First of all, Heartbeat never shuts itself down for no reason at all. This kind of occurrence indicates that Heartbeat is not working properly, which in our experience can be caused by one of two things:
- System under heavy I/O load, or
- Kernel bug.
For how to deal with the first occurrence (heavy load), please read the answer to the next FAQ item. If your system was not under moderate to heavy load when it got this message, you probably have the kernel bug. The 2.4.18-2.4.20 Linux kernels had a bug in it which would cause it to not schedule Heartbeat for very long periods of time when the system was idle, or nearly so. If this is the case, you need to get a kernel that isn't broken.
How to tune Heartbeat on heavily loaded system to avoid split-brain?
"No local heartbeat" or "Cluster node returning after partition" under heavy load is typically caused by too small a Ha.cf/deadtime_directive deadtime interval, or an older version of Heartbeat. Make sure you're running at least version 3.0.2. Here is a suggestion for how to tune deadtime:
- Set Ha.cf/deadtime_directive deadtime to 60 seconds or higher
- Set Ha.cf/warntime_directive warntime to 1/4 to 1/2 of whatever you want your deadtime to be.
- Run your system under heavy load for a few weeks.
- Look at your logs for the longest time either system went without hearing a heartbeat.
If your never saw a "late heartbeat" message, then your chosen deadtime is fine - use it.

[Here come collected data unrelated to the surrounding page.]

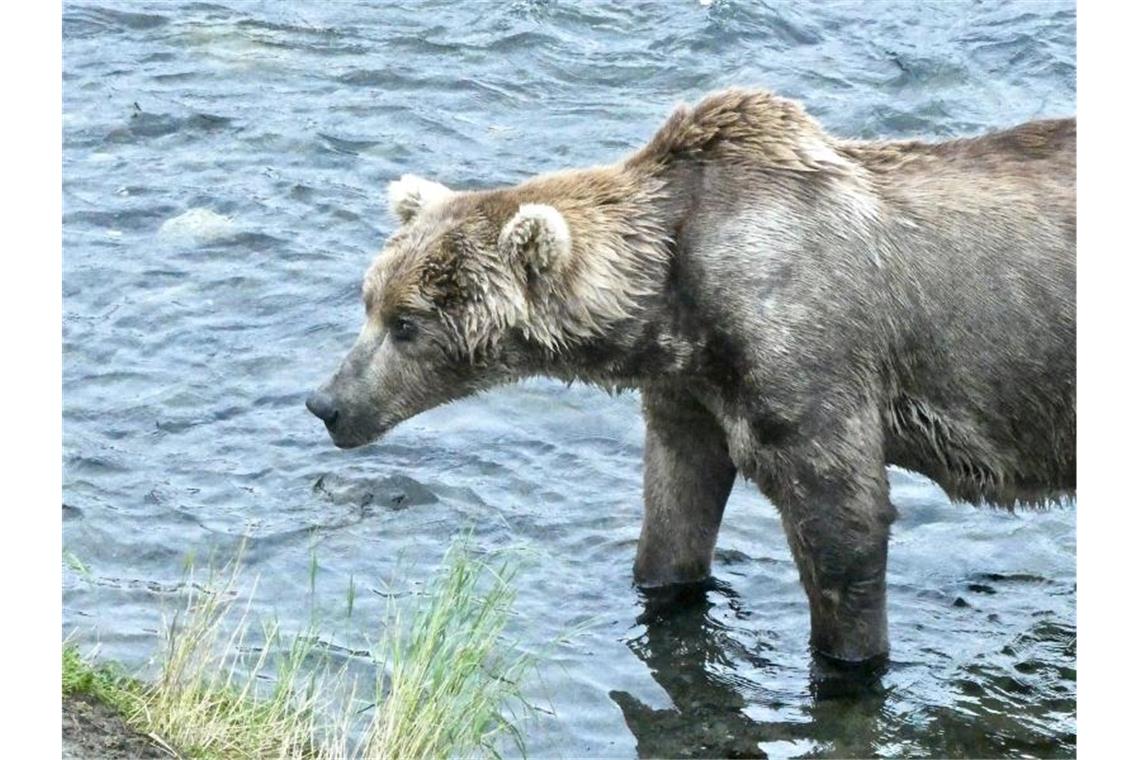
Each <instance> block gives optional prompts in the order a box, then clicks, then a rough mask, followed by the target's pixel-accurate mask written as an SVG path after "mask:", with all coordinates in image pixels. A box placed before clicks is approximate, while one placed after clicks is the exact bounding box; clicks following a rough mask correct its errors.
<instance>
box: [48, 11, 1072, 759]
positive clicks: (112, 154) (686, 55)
mask: <svg viewBox="0 0 1140 760" xmlns="http://www.w3.org/2000/svg"><path fill="white" fill-rule="evenodd" d="M401 5H404V6H407V7H401V8H397V7H394V5H392V3H366V2H348V1H337V2H311V3H304V5H302V3H282V2H235V1H228V2H225V3H210V2H147V3H135V2H131V3H127V2H123V3H106V2H100V3H97V5H93V3H87V2H66V3H65V5H64V9H63V35H64V103H63V111H64V134H63V140H64V189H63V191H64V220H63V221H64V227H63V242H64V281H63V292H64V329H63V351H64V377H63V383H64V493H63V502H64V506H63V531H64V547H65V551H66V553H67V556H70V557H74V558H78V559H79V561H80V562H81V563H82V565H83V566H84V567H86V571H84V572H73V571H70V572H67V573H65V587H64V589H63V603H64V628H65V634H71V635H73V636H75V637H76V639H78V640H79V641H80V643H81V644H84V645H88V644H93V643H96V641H98V643H99V645H100V647H101V654H103V655H104V656H107V657H112V659H116V660H121V661H124V662H127V663H128V664H130V665H140V664H141V663H143V662H145V660H146V657H147V656H148V655H149V654H150V652H152V649H153V646H154V640H155V631H156V629H157V628H158V624H160V622H158V620H160V618H158V613H160V612H161V610H162V608H163V606H164V605H169V604H170V603H171V602H172V600H177V598H178V597H179V594H180V593H181V587H180V579H181V577H182V567H184V561H185V558H186V557H187V556H188V555H192V554H193V555H196V556H198V557H202V556H205V555H206V554H209V553H210V551H211V550H219V549H220V550H222V551H225V550H229V549H233V547H234V546H236V544H237V542H238V537H239V536H249V537H250V538H249V546H247V550H246V557H245V559H246V565H247V567H249V570H250V571H251V572H252V573H253V574H255V575H258V577H259V578H260V586H259V590H258V595H257V602H255V608H254V612H255V614H259V615H260V614H264V615H276V616H277V618H278V619H279V620H280V621H282V623H283V624H284V626H285V627H286V628H290V627H293V628H298V629H299V628H301V627H303V626H304V624H306V623H307V622H308V621H309V620H310V619H311V616H312V615H314V607H317V608H318V611H319V613H320V614H321V615H323V616H324V618H326V619H332V620H337V615H341V616H343V614H344V613H343V607H344V589H345V588H347V587H348V585H349V582H350V579H352V582H353V583H355V585H356V586H357V589H358V593H357V602H356V612H355V616H356V619H357V620H367V619H369V615H370V616H372V619H375V618H377V616H378V611H381V610H382V608H383V605H384V596H383V595H382V594H381V591H383V588H384V587H383V582H382V581H383V579H388V578H390V577H391V575H392V573H393V572H396V571H397V569H398V567H399V566H401V565H407V564H409V561H412V562H410V564H412V565H414V567H413V569H412V570H410V571H406V573H405V575H404V577H406V578H409V582H416V579H417V578H421V579H422V578H423V577H424V575H426V573H427V572H430V570H431V567H432V566H433V564H434V563H435V562H437V561H438V559H439V557H440V556H441V555H442V551H443V550H445V548H446V547H447V545H448V544H449V542H450V541H451V539H453V538H454V537H455V536H456V534H457V533H459V532H463V531H466V530H473V533H474V538H473V540H474V542H475V544H477V545H478V546H479V547H483V548H494V547H505V546H521V547H524V548H526V549H527V553H528V555H529V556H530V557H531V558H530V559H529V561H528V564H527V565H526V567H524V570H523V572H522V573H521V574H520V577H519V580H518V588H519V599H518V612H519V616H518V619H516V621H515V627H514V629H513V630H514V632H516V634H518V635H519V636H520V637H521V639H522V643H523V645H524V646H528V647H532V648H539V647H543V646H546V645H547V643H548V641H551V640H553V639H556V638H557V637H559V636H560V635H561V634H563V632H565V631H568V630H570V629H573V628H576V627H584V630H583V631H581V632H579V634H578V635H576V636H573V637H572V638H571V639H570V640H569V641H567V643H564V644H560V645H556V646H554V647H553V649H551V652H549V656H548V661H547V665H546V667H545V668H544V669H543V671H541V672H543V679H541V683H540V684H539V683H536V684H535V685H534V686H532V688H531V694H532V695H535V696H536V698H537V700H538V702H539V703H540V704H544V705H546V708H547V709H548V710H551V711H553V716H544V717H543V718H541V719H540V720H539V721H538V722H537V724H535V725H532V726H531V729H530V732H529V742H528V745H529V751H530V753H531V754H532V755H536V757H548V755H561V757H578V755H605V757H634V755H636V754H655V755H660V754H668V755H685V757H692V755H708V754H712V755H726V754H727V755H736V757H740V755H749V754H760V753H762V752H763V753H767V754H768V755H769V757H773V758H776V757H796V755H803V754H808V755H813V757H817V755H823V757H833V755H837V757H850V755H870V754H901V753H905V754H912V755H945V754H953V755H969V757H1026V755H1072V754H1074V752H1075V742H1076V739H1075V732H1076V728H1075V711H1076V669H1075V668H1076V664H1075V637H1076V618H1075V602H1076V574H1075V547H1076V537H1075V513H1074V508H1073V507H1057V508H1052V509H1049V510H1044V512H1026V513H1008V512H1000V510H991V509H977V508H974V507H969V506H963V505H954V504H951V502H950V501H948V500H947V498H946V497H945V496H944V495H943V493H942V491H941V490H939V489H938V488H936V487H935V485H933V484H931V483H930V482H928V481H926V480H925V479H921V477H918V476H914V475H911V474H909V473H904V472H893V473H891V497H893V499H894V500H895V502H896V504H897V506H898V509H899V514H901V517H899V520H898V522H897V523H896V525H895V531H894V537H893V542H891V558H890V573H889V585H890V607H889V614H890V619H891V621H890V622H891V640H893V647H894V648H893V662H891V664H890V668H889V670H888V671H887V672H886V673H885V675H884V676H882V678H881V681H880V683H879V685H878V687H877V688H872V689H869V690H868V692H865V693H863V694H861V695H858V696H854V697H847V698H817V695H813V693H812V689H811V688H809V678H808V670H809V664H811V659H809V653H808V649H807V635H808V616H807V605H806V602H805V598H804V596H803V591H801V590H800V588H799V585H798V581H797V574H796V570H795V567H793V565H792V562H791V557H790V554H789V550H788V548H787V545H785V542H784V538H783V532H782V530H781V526H780V522H779V518H777V516H776V514H775V510H774V508H773V507H772V505H771V504H768V502H767V501H766V500H765V499H764V498H763V497H760V496H759V495H758V493H757V491H756V489H755V488H754V487H751V485H750V484H748V483H744V482H741V483H738V487H736V489H735V491H734V493H733V496H732V499H731V501H730V505H728V508H727V513H726V517H725V523H724V529H723V532H722V537H720V541H719V548H718V550H717V558H716V565H715V573H716V582H715V585H714V586H712V587H711V588H710V589H709V590H707V591H705V593H702V594H697V595H693V596H692V597H691V598H687V599H684V600H678V602H675V603H674V604H668V605H661V604H658V603H655V602H654V600H652V599H645V598H643V597H642V596H641V595H640V594H638V593H637V591H636V589H634V588H633V587H632V585H630V577H632V563H633V557H634V549H635V545H636V537H637V530H638V525H640V520H641V461H640V458H641V449H642V441H643V427H642V422H641V419H640V417H638V412H637V406H638V401H637V398H636V395H635V394H622V395H618V397H609V395H605V394H604V393H602V392H600V391H595V390H591V389H587V387H579V386H577V385H575V386H571V387H565V386H563V385H561V384H557V383H553V382H547V381H532V382H528V383H524V384H521V385H518V386H512V387H507V389H503V390H499V391H497V392H494V393H488V394H486V395H481V397H479V398H477V399H469V400H466V401H463V402H459V403H455V404H451V406H448V407H446V408H441V409H437V410H434V411H431V412H429V414H425V415H422V416H421V417H417V418H415V419H413V420H410V422H408V423H405V424H404V425H402V426H400V427H399V428H397V430H396V431H394V432H392V433H391V434H390V435H389V436H388V438H385V439H384V441H383V442H381V443H377V444H373V446H369V447H366V448H364V449H360V450H355V451H348V452H344V451H339V450H336V449H334V448H333V446H332V444H331V442H329V441H328V438H327V435H326V434H325V432H324V430H323V427H321V426H320V424H319V423H318V422H317V420H316V419H315V418H314V417H311V416H310V415H309V414H308V412H307V411H306V410H304V407H303V400H304V397H306V394H307V392H308V391H309V390H310V389H311V387H314V386H315V385H316V384H317V383H318V382H319V381H320V379H321V378H324V377H325V376H326V375H327V374H328V373H329V371H331V370H332V369H333V368H334V367H335V365H336V363H337V362H339V360H340V358H341V356H342V354H343V352H344V351H345V350H347V348H348V346H349V344H350V343H351V341H352V338H353V336H355V334H356V332H357V329H358V326H359V320H360V318H361V308H360V305H359V284H360V277H361V273H363V271H364V268H365V267H366V265H367V263H368V262H369V260H370V258H372V255H373V254H374V253H375V252H376V251H377V250H378V248H380V246H381V245H382V243H383V240H384V238H385V236H386V235H388V234H389V232H391V230H392V220H391V219H390V218H389V215H388V213H386V209H385V205H386V204H385V199H384V186H385V183H386V181H388V180H390V179H392V178H396V177H398V175H400V174H401V173H405V172H416V173H422V174H425V175H427V177H432V178H435V179H439V180H441V181H443V182H446V183H448V185H453V186H457V187H486V186H494V185H503V183H512V182H515V181H519V180H521V179H522V178H524V177H527V175H529V174H531V173H535V172H540V171H547V170H554V169H560V167H567V166H577V165H588V164H594V163H601V162H608V161H612V160H614V158H617V157H619V156H621V155H622V154H624V153H626V152H628V150H630V149H633V148H635V147H636V146H638V145H641V144H642V142H643V141H644V140H645V139H646V138H648V137H649V136H650V134H651V133H652V132H653V131H654V129H655V128H657V126H658V125H659V124H660V122H661V121H662V120H663V119H665V116H666V115H667V114H668V113H669V111H670V108H671V107H673V106H674V105H675V104H676V103H677V101H681V100H690V101H691V100H693V99H695V98H698V97H699V96H700V95H702V93H703V92H706V91H709V90H712V89H716V88H718V87H724V85H731V84H758V85H763V87H766V88H769V89H773V90H776V91H779V92H781V93H783V95H787V96H791V97H795V98H799V99H801V100H803V101H805V103H806V104H807V106H808V108H809V109H811V111H812V113H813V114H815V115H816V116H817V117H819V119H820V120H821V121H822V122H823V123H824V125H825V126H827V128H828V129H830V130H831V131H833V132H836V133H839V134H844V136H852V137H902V136H926V137H931V138H933V137H948V136H958V134H967V133H976V132H980V131H984V130H987V129H993V128H998V126H1003V125H1011V124H1013V123H1017V122H1020V121H1024V120H1028V119H1033V117H1042V116H1055V115H1066V114H1069V113H1072V112H1073V109H1074V106H1075V41H1074V32H1075V13H1074V7H1073V5H1072V3H1070V2H1061V3H1053V2H1000V1H995V2H950V1H944V2H943V1H931V2H925V3H919V2H901V3H888V2H865V3H847V5H842V3H827V5H823V3H815V5H812V3H792V2H769V3H749V2H742V1H741V2H735V1H725V0H711V1H708V0H701V1H698V0H692V1H687V2H681V1H678V2H669V3H663V2H662V3H648V2H642V3H625V2H580V3H578V2H540V1H537V0H534V1H529V2H526V1H515V2H507V1H499V2H470V3H451V2H422V3H401ZM314 557H316V559H317V573H316V578H315V589H310V573H309V571H310V563H311V561H312V558H314ZM73 564H74V563H73ZM416 573H420V574H418V575H417V574H416ZM347 656H351V655H347Z"/></svg>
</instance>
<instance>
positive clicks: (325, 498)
mask: <svg viewBox="0 0 1140 760" xmlns="http://www.w3.org/2000/svg"><path fill="white" fill-rule="evenodd" d="M312 490H314V492H315V493H319V495H320V496H321V497H324V498H325V499H326V500H328V501H331V502H332V504H355V505H357V506H359V507H368V506H375V507H384V508H388V509H407V508H408V507H414V506H418V505H421V504H434V502H437V501H439V497H437V496H435V495H434V493H433V492H432V491H431V490H430V489H429V488H427V487H426V485H424V484H423V483H421V482H418V481H416V480H414V479H412V477H408V476H407V475H390V476H388V477H377V479H355V477H342V476H341V475H334V474H325V475H321V476H320V477H318V479H317V482H316V483H314V484H312Z"/></svg>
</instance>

Otherwise,
- Set your deadtime to 1.5-2 times that amount.
- Set warntime to Ha.cf/keepalive_directive keepalive*2.
- Continue to monitor logs for warnings about long heartbeat times. If you
don't do this, you may get "Cluster node ... returning after partition" which will cause Heartbeat to restart on all machines in the cluster. This will almost certainly annoy you at a minimum.
Adding memory to the machine generally helps. Limiting workload on the machine generally helps. Newer versions of Heartbeat are a better about this than pre 3.0.x versions. Some customers report being able to set sub-second deadtimes in their applications. YMMV (!)
I got this message "TTY write timeout on [/dev/ttyxxx]" but both nodes are up and I tested my serial cable
If both nodes are up, and your serial cable passes data, then the most probable explanation for the problem is that the serial cable does not pass the CTS and RTS leads through from end to end properly. Heartbeat requires these leads in order to avoid data loss.
How to use Heartbeat with Ipchains firewall?
To make Heartbeat work with Ipchains, you must accept incoming and outgoing traffic on 694 UDP port. Add something like
/sbin/ipchains -A output -i ethN -p udp -s <source_IP> -d <dest_IP> -j ACCEPT /sbin/ipchains -A input -i ethN -p udp -s <source_IP> -d <dest_IP> -j ACCEPT
How to run multiple clusters on the same network segment?
Use Ha.cf/mcast_directive multicast and give each its own multicast group. If you need to/want to use broadcast, then run each cluster on different port numbers. An example of a configuration using multicast would be to have the following line in your Ha.cf file:
mcast eth0 22.214.171.124 694 1 0
This sets eth0 as the interface over which to send the multicast, 126.96.36.199 as the multicast group (will be same on each node in the same cluster), UDP port 694 (Heartbeat default), time to live of 1 (limit multicast to local network segment and not propagate through routers), multicast loopback disabled (typical).